Jirgl received the 2003 Rheingau Literatur Preis for his collected works and in particular The Unfinished, which is about the expulsion of the Sudeten Germans and inspired by his own family's history. In 2010 he was awarded the Georg Büchner Prize by the German Academy for Language and Literature. His 2013 novel Nichts von euch auf Erden was shortlisted for the German Book Prize.
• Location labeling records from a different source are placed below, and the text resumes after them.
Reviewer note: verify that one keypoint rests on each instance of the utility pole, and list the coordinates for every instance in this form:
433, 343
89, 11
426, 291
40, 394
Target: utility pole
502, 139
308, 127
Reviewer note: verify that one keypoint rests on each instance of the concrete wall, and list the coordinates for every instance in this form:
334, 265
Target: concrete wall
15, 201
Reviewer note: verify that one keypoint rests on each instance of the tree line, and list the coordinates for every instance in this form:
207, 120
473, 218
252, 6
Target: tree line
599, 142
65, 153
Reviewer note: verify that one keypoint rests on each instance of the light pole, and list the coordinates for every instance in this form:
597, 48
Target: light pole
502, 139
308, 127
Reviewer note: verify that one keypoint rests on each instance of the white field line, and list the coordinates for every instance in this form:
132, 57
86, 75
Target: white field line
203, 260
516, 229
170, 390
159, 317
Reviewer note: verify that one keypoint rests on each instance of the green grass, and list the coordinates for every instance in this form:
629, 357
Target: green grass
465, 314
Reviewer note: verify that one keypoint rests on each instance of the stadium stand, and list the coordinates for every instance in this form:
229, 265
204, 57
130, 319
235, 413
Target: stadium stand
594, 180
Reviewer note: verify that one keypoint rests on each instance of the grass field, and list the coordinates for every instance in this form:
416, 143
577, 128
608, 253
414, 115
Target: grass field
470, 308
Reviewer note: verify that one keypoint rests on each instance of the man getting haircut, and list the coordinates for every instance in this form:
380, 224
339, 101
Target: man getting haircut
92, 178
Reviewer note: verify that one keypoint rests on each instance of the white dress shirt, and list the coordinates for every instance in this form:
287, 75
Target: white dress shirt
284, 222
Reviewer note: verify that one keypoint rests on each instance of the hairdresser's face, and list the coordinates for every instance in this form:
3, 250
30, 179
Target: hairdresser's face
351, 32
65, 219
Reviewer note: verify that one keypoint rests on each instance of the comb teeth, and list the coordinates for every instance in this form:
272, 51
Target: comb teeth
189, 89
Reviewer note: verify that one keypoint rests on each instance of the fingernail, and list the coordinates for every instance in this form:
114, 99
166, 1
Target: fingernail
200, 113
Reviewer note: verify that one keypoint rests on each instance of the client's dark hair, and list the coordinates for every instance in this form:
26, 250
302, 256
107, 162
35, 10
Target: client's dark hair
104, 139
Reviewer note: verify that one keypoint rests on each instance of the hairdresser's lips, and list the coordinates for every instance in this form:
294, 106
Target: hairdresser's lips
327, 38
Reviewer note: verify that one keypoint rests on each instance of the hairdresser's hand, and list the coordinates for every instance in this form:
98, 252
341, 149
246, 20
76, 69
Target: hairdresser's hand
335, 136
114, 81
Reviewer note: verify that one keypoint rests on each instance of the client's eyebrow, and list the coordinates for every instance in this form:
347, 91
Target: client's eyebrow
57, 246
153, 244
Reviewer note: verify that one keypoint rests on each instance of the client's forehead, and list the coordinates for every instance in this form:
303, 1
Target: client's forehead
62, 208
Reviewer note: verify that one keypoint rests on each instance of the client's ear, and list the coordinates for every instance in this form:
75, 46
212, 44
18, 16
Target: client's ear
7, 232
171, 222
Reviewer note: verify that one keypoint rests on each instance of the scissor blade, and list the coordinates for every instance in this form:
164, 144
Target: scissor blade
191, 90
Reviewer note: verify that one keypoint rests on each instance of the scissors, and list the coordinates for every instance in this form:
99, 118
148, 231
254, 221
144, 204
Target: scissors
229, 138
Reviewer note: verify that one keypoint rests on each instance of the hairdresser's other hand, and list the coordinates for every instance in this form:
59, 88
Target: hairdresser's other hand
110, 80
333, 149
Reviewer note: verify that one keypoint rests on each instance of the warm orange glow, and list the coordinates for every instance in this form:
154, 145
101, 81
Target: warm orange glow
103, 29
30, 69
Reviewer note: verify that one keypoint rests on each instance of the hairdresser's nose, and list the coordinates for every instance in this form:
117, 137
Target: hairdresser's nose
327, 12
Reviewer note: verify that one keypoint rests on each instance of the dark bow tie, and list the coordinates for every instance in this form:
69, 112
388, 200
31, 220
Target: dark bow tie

At the beginning of 2017, Jirgl withdrew completely from the public. He lives in Berlin.

==Awards==

- 1991: Anna Seghers-Preis
- 1993: Alfred-Döblin-Preis
- 1994: Marburg Literatur Prize
- 1998: Johannes Bobrowski Medal
- 1999: Joseph-Breitbach-Preis
- 2003: Kranichsteiner Literaturpreis,
- 2003: Rheingau Literatur Preis
- 2004: Eugen Viehof-Ehrengabe der Deutschen Schillerstiftung von 1859,
- 2004: Dedalus-Preis für Neue Literatur
- 2006: Literaturpreis der Stadt Bremen
- 2007/08: Stadtschreiber von Bergen
- 2009: Lion-Feuchtwanger-Preis
- 2009: Grimmelshausen-Preis for Die Stille
- 2010: Georg-Büchner-Preis
- 2011: Sudetendeutscher Kulturpreis

==Scholarships==
- 1994: Scholarship in Künstlerdorf Schöppingen
- 1995: Scholarship of the Berliner Kultursenat
- 1996: Alfred-Döblin-Stipendium
- 1997: Scholarship in Künstlerhof Schreyahn
- 1998: Scholarship of the Heinrich-Heine-Haus Lüneburg
- 2002: Scholarship of the Deutscher Literaturfond
- 2007: Scholarship in Künstlerhaus Edenkoben

== Works ==
- Mutter Vater Roman. Aufbau, Berlin/Weimar 1990. ISBN 3-351-01311-6.
- Uberich. Protokollkomödie in den Tod. Jassmann, Frankfurt am Main 1990, ISBN 3-926975-03-2.
- Im offenen Meer. [Schichtungsroman]. Luchterhand, Hamburg/Zürich 1991, ISBN 3-630-86769-3.
- together with Andrzej Madela: Zeichenwende. Kultur im Schatten posttotalitärer Mentalität. Bublies, Koblenz 1993, ISBN 3-926584-24-6.
- Das obszöne Gebet. Totenbuch. Jassmann, Frankfurt am Main 1993, ISBN 3-926975-04-0.
- Abschied von den Feinden. novel. Hanser, Munich/Vienna 1995, ISBN 3-446-18010-9.
- Hundsnächte. novel. Hanser, Munich/Vienna 1997, ISBN 3-446-19118-6.
- Die atlantische Mauer. novel. Hanser, Munich/Vienna 2000, ISBN 3-446-19118-6.
- Genealogie des Tötens. Trilogie. Hanser, Munich 2002, ISBN 3-446-20171-8.
- Gewitterlicht. stories, with the Essay Das poetische Vermögen des alphanumerischen Codes in der Prosa. In: Edition Einst und Jetzt Band 3. revonnah, Hannover 2002, ISBN 3-934818-43-9.
- Die Unvollendeten. novel. Hanser, Munich/Vienna 2003, ISBN 3-446-20271-4.
- Abtrünnig. Roman aus der nervösen Zeit. Hanser, Munich 2005, ISBN 3-446206-58-2. (Paperback: dtv 13639, Munich/Vienna 2008 ISBN 978-3-423-13639-6.)
- Land und Beute. Aufsätze aus den Jahren 1996 bis 2006. Edition Akzente, Hanser, Munich 2008, ISBN 978-3-446-23009-5.
- Die Stille. Roman. Hanser, Munich 2009, ISBN 978-3-446-23266-2.
- Nichts von euch auf Erden. Hanser, Munich 2013, ISBN 978-3-446-24127-5.
- Oben das Feuer, unten der Berg. Hanser, Munich 2016, ISBN 978-3-446-25052-9.